A big challenge that many event planners or organizers confuse the games or outings with formal events. For instance, one game is fun and interactive, but if a facilitator just strings together a series of games over and over to fill a time slot, each additional game will have a diminishing return on enthusiasm. It would be like playing a board game with your family. The first one is fun and rewarding, but if you immediately play a second game, and then a third, it won’t take long for participants to lose interest.

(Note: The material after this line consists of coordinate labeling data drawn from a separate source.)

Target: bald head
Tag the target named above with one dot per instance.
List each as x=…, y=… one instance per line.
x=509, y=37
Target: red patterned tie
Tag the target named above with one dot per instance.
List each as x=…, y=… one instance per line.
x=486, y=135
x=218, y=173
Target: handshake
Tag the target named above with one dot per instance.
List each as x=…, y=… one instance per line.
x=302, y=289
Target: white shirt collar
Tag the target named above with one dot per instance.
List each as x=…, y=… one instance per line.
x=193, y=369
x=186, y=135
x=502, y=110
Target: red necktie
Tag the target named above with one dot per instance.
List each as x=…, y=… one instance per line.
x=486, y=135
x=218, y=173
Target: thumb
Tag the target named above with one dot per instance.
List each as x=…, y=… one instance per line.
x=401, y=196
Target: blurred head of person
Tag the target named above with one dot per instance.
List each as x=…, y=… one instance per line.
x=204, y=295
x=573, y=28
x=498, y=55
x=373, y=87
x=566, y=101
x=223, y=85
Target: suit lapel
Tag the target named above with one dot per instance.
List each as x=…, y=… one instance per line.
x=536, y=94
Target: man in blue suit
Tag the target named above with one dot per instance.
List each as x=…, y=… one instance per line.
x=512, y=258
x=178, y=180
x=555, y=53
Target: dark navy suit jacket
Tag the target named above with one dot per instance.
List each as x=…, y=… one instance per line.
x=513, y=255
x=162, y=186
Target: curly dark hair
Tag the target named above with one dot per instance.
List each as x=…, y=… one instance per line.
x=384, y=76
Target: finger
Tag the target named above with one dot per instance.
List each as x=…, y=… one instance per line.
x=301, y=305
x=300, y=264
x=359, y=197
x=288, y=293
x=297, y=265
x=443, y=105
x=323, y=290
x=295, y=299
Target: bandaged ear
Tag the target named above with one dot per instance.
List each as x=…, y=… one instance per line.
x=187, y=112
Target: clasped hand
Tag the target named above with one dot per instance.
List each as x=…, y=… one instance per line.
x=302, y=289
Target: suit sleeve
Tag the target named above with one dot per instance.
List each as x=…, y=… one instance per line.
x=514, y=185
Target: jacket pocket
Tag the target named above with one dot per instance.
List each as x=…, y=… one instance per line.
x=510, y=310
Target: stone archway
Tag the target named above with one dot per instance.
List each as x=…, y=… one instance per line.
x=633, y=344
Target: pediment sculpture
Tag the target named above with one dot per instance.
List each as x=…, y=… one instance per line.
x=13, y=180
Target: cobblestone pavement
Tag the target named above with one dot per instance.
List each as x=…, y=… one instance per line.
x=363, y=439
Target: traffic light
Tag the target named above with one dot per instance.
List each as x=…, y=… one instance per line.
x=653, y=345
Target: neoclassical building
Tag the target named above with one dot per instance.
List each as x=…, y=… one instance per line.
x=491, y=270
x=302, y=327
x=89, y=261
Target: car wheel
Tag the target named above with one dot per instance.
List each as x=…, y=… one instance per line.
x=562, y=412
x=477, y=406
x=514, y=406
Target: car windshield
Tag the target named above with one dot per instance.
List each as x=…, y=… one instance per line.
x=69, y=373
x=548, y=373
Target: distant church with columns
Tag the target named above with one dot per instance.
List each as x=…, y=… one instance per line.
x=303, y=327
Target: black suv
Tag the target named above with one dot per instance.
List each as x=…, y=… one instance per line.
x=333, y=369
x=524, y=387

If you confuse an outing with an event, you can have similar challenges. We often get requests from potential clients where they will say something like, “we don’t really want a Team Building Event, we just want to build bikes for kids.” There are no real shortage of per-built bikes, so the actual building of the bikes isn’t what charities are looking for. In fact, if you buy a completed bike or a bike in pieces, the cost is pretty much the same. It is the shared challenges that are overcome that build teamwork, not the physical labor. That doesn’t mean that a shared work experience can’t be rewarding, though. I know of groups who volunteer to do Meals on Wheels or Habitat for Humanity and feel great satisfaction as a result, but those particular events aren’t extremely fun, though.

So if you want to reward your employees and you want them to have a lot of fun, an investment in a great team facilitator can be very rewarding.